Gebleken is echter dat het functioneren en de mate waarin bouw,en installatiedelen (de functionaliteitstoets) onderdeel is van het inspecteren en als zodanig is vastgelegd in de norm. De functionaliteitstoets is op een zestal plaatsen verspreid over de delen 1 & 2 vastgelegd, nl:

  1. In deel 1 in de definitie van de gebrekenparameter  “Ernst” die de mate van het gebrek koppelt aan het functioneren van het bouw, of installatiedeel.
  2. In deel 1 onderdeel van de conditiescore 3 en 4 is expliciet omschreven dat  functievervulling van bouw, en installatiedelen niet of incidenteel in gevaar mag zijn. Daarnaast maakt functioneren of functievervulling onderdeel uit van de conditiescore omschrijving en definiëring.
  3. In deel 1 het “gebreken raamwerk” geclassificeerd als een ernstig gebrek wanneer de primaire werking direct afbreuk doe aan de functionaliteit van het bouw- of installatiedeel.
  4. In deel 1 het “gebreken raamwerk” geclassificeerd als een serieus gebrek wanneer de secundaire werking wanneer degradatie de functionaliteit aantast van het bouw- of installatiedeel.
  5. In deel 1 het “gebreken raamwerk” waarbij geringe gebreken geen afbreuk doet aan de functionaliteit van het bouw- of installatiedeel.
  6. In deel 2 de gebrekenlijst waarin de functionele levensduur is gedefinieerd als de periode waarin de prestatiecapaciteit groter of gelijk is aan de gestelde eisen.
  7. In deel 2 waarin het functioneren als gebrek, of de mate waarin, tekstueel is vastgelegd.

 

Met deze omschrijvingen en definiëring van het onderwerp functie en functioneren is het onjuist om te stellen dat het vaststellen van het functioneren, of van de mate waarin, geen onderdeel is van de inspectie. Feitelijk kan men ook niet anders bij het vaststellen van het gebrek omdat functie, de mate van functioneren en functievervulling mede de classificatie van het gebrek definieert.

Een typerende term is “prestatiecapaciteit” als onderdeel van de functionele levensduur in punt 6. Deze term stelt dat de prestatiecapaciteit groter of gelijk moet zijn aan de gestelde eisen.
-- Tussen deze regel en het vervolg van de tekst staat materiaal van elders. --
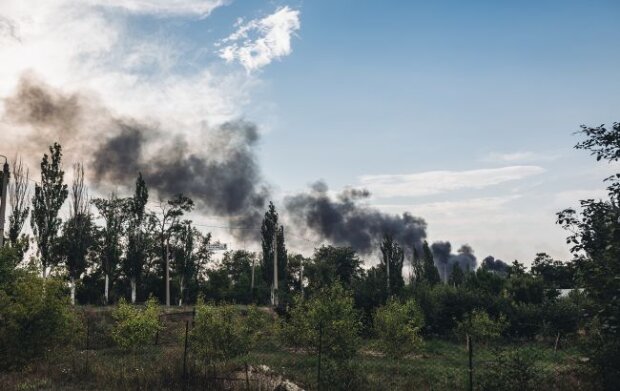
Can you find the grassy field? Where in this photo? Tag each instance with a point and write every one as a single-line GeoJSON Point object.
{"type": "Point", "coordinates": [439, 364]}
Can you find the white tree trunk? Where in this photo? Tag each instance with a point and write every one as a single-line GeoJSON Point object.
{"type": "Point", "coordinates": [72, 291]}
{"type": "Point", "coordinates": [105, 295]}
{"type": "Point", "coordinates": [181, 288]}
{"type": "Point", "coordinates": [133, 290]}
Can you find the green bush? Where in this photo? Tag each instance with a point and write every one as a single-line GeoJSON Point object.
{"type": "Point", "coordinates": [480, 326]}
{"type": "Point", "coordinates": [512, 370]}
{"type": "Point", "coordinates": [35, 318]}
{"type": "Point", "coordinates": [135, 327]}
{"type": "Point", "coordinates": [222, 332]}
{"type": "Point", "coordinates": [397, 327]}
{"type": "Point", "coordinates": [328, 320]}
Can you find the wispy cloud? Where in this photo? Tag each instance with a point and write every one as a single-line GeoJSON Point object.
{"type": "Point", "coordinates": [436, 182]}
{"type": "Point", "coordinates": [519, 156]}
{"type": "Point", "coordinates": [258, 42]}
{"type": "Point", "coordinates": [200, 8]}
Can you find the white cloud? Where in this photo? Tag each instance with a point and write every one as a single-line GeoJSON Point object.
{"type": "Point", "coordinates": [507, 227]}
{"type": "Point", "coordinates": [201, 8]}
{"type": "Point", "coordinates": [436, 182]}
{"type": "Point", "coordinates": [519, 156]}
{"type": "Point", "coordinates": [258, 42]}
{"type": "Point", "coordinates": [81, 47]}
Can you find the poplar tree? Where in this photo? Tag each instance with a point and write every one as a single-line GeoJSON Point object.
{"type": "Point", "coordinates": [77, 236]}
{"type": "Point", "coordinates": [18, 199]}
{"type": "Point", "coordinates": [137, 235]}
{"type": "Point", "coordinates": [49, 196]}
{"type": "Point", "coordinates": [112, 211]}
{"type": "Point", "coordinates": [270, 230]}
{"type": "Point", "coordinates": [392, 261]}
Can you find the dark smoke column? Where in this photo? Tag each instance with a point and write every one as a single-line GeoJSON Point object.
{"type": "Point", "coordinates": [345, 221]}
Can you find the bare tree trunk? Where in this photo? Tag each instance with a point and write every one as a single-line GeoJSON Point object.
{"type": "Point", "coordinates": [72, 291]}
{"type": "Point", "coordinates": [133, 290]}
{"type": "Point", "coordinates": [106, 291]}
{"type": "Point", "coordinates": [181, 290]}
{"type": "Point", "coordinates": [167, 273]}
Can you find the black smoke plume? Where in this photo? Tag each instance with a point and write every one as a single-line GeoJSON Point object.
{"type": "Point", "coordinates": [495, 265]}
{"type": "Point", "coordinates": [445, 259]}
{"type": "Point", "coordinates": [228, 183]}
{"type": "Point", "coordinates": [345, 221]}
{"type": "Point", "coordinates": [219, 171]}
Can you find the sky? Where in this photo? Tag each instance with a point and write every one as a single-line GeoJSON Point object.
{"type": "Point", "coordinates": [462, 113]}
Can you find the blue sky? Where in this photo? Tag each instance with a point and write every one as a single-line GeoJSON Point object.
{"type": "Point", "coordinates": [459, 112]}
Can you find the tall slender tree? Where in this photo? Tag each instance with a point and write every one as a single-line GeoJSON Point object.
{"type": "Point", "coordinates": [137, 236]}
{"type": "Point", "coordinates": [78, 236]}
{"type": "Point", "coordinates": [18, 199]}
{"type": "Point", "coordinates": [270, 232]}
{"type": "Point", "coordinates": [185, 257]}
{"type": "Point", "coordinates": [168, 222]}
{"type": "Point", "coordinates": [392, 260]}
{"type": "Point", "coordinates": [113, 212]}
{"type": "Point", "coordinates": [429, 270]}
{"type": "Point", "coordinates": [49, 196]}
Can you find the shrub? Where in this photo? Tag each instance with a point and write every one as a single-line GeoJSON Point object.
{"type": "Point", "coordinates": [481, 326]}
{"type": "Point", "coordinates": [135, 327]}
{"type": "Point", "coordinates": [328, 320]}
{"type": "Point", "coordinates": [35, 318]}
{"type": "Point", "coordinates": [221, 333]}
{"type": "Point", "coordinates": [512, 370]}
{"type": "Point", "coordinates": [397, 326]}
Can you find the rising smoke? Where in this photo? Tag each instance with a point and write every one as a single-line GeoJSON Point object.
{"type": "Point", "coordinates": [221, 174]}
{"type": "Point", "coordinates": [346, 221]}
{"type": "Point", "coordinates": [495, 265]}
{"type": "Point", "coordinates": [445, 259]}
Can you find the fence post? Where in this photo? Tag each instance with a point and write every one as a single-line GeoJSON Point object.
{"type": "Point", "coordinates": [318, 375]}
{"type": "Point", "coordinates": [185, 353]}
{"type": "Point", "coordinates": [470, 351]}
{"type": "Point", "coordinates": [87, 340]}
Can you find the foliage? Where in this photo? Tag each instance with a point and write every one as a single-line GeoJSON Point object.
{"type": "Point", "coordinates": [392, 259]}
{"type": "Point", "coordinates": [18, 195]}
{"type": "Point", "coordinates": [430, 274]}
{"type": "Point", "coordinates": [109, 244]}
{"type": "Point", "coordinates": [271, 230]}
{"type": "Point", "coordinates": [238, 265]}
{"type": "Point", "coordinates": [554, 273]}
{"type": "Point", "coordinates": [479, 325]}
{"type": "Point", "coordinates": [457, 277]}
{"type": "Point", "coordinates": [514, 369]}
{"type": "Point", "coordinates": [221, 333]}
{"type": "Point", "coordinates": [327, 321]}
{"type": "Point", "coordinates": [524, 288]}
{"type": "Point", "coordinates": [138, 240]}
{"type": "Point", "coordinates": [135, 327]}
{"type": "Point", "coordinates": [397, 327]}
{"type": "Point", "coordinates": [46, 203]}
{"type": "Point", "coordinates": [35, 318]}
{"type": "Point", "coordinates": [332, 264]}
De vraag is dan wat de gestelde eisen zouden moeten zijn. De norm geeft daar helaas geen antwoord op. Een mogelijk referentiekader waaraan de prestatie-eisen afgemeten zouden kunnen worden is het bouwbesluit omdat bijvoorbeeld de prestatie-eisen van en bouw,-en installatiedelen daarin zijn vastgelegd. De mate van functioneren kan getoetst worden aan hetgeen het bouwbesluit als minimale eis stelt. Immers er wordt pas een vergunning verstrekt om de asset te gebruiken of  “rechtens verkregen” als er aan de prestatie-eisen wordt voldaan.

Nu werpt zich de vraag op of de opdrachtnemer hiermee “verplicht” is om alle elementen nauwgezet te inspecteren op het functioneren of het uitvoeren van een functionaliteitstoets. Of dit, gezien de kosten en de tijd die daarmee gemoeid, verstandig is, bepaalt de opdrachtnemer op grond van expertise en ondernemerschap. Echter, ook de kwaliteit van de conditiemeting bepaalt welke elementen worden onderzocht op het functioneren of het uitvoeren van een functionaliteitstoets tijdens de verificatie periode. De verificatieperiode is bedoeld om de opdrachtnemer in de gelegenheid te stellen elementen te onderzoeken en zijn risico’s te bepalen. Na de verificatieperiode zijn de gecontracteerde verplichtingen en dus ook de risico’s immers definitief en niet meer onderhandelbaar.

 

Aanbeveling

Een aanbeveling is om binnen de norm meer aandacht te schenken aan functioneren en functionaliteitstoets als toepassing van de conditiemeting door bijvoorbeeld de definities aan te scherpen of het onderwerp functionaliteit nadrukkelijker te definiëren. Dit kan een positieve bijdrage leveren in de samenwerking tussen opdrachtgever en opdrachtnemer, de aanneemsom of de werkzaamheid van het onderhoudscontract ten goede komen.